С безумным удовлетворением глядел он, как пламя, бушующее в многостолетнем камине, пожирало добычу. Он долго молчал, заинтересованный зрелищем, потом перевел глаза к низкой скамье, ожидая найти внимающего как будто ни в чем не бывало его рассказам француза. Внезапно он понял, что лишился своего единственного слушателя. «Я знаю, чьи это штуки», — пробормотал он. Произнося проклятия, он грозил огню кулаком. Новая мысль осветила его разум. Эльмор наклонился и поднял уголь. Дрожащей рукой начертил он на белой стене фигуру в кафтане с большими круглыми пуговицами. Лунообразное ее лицо напоминало Огюста, но слишком черны казались угольные глаза и зловещи брови по сторонам крючковатого носа. С углем в руке лорд Эльмор отступил на несколько шагов назад, довольный изображением. «Слушай, ты!» — воскликнул он. Черты фигуры дрогнули, рот ее искривился усмешкой и обнажил клыки. Эльмор хотел говорить, но язык не повиновался ему. Он поднял руку, чтобы смахнуть угольные черты с белой стены. Силы оставили его, он упал навзничь на каменный пол кухни.
От обморока лорд Эльмор пробудился на следующее утро. Он приподнялся на локте и взглянул в окна, лившие тусклый свет зимнего дня. Потухший очаг был засыпан страшной грудой золы и пепла. Эльмор вспомнил все; он встал и мужественно подошел к стене, где накануне начертил изображение. Засунув руки в карманы, он пристально и долго рассматривал его, затем произнес повелительно: «Сегодня вечером ты выслушаешь меня». Как будто не желая допустить возражений, он сразу повернулся и поспешил отойти от нового собеседника.
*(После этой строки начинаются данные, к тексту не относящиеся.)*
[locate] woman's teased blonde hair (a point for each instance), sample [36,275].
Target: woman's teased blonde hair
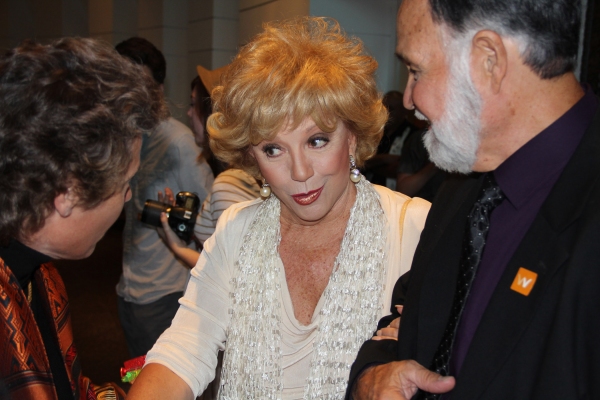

Выйдя из дому, он направился в конюшню, вывел и оседлал Джессику. С обычной легкостью он прыгнул в седло. Все еще крепкой рукой удерживал он кобылу, вздрагивавшую и тревожно храпевшую в гулких аллеях зимнего парка. Лорд Эльмор выехал в поля. Они были покрыты белым инеем, сквозь который кое-где проступала черная земля, как угольные черты на белой стене кухни. Почудился топот, лорд Эльмор оглянулся и узнал догонявшего его на лошади грума, собеседника ночи. «Ты торопишься», — пробормотал он презрительно. «Эй, погоди!» — крикнул он, подняв Джессику в короткий галоп. Новый слуга не отставал. Не оглядываясь, не видя его, лорд Эльмор с всевозрастающим бешенством ощущал за собой его присутствие. Он отпустил повод и поднял хлыст, Джессика рванулась вперед. Покрытые инеем поля летели навстречу. Кобыла оставляла позади птиц в их тяжелом зимнем полете, но ее всадник не переставал чувствовать рядом с собой соперника в скачке. Лицо лорда Эльмора бледнело теперь, он задыхался, рука бросила повод и уронила хлыст. Он понял, что преследователь остановился, лишь в то мгновение, когда покатился вместе с лошадью под открывшийся перед ним внезапный обрыв.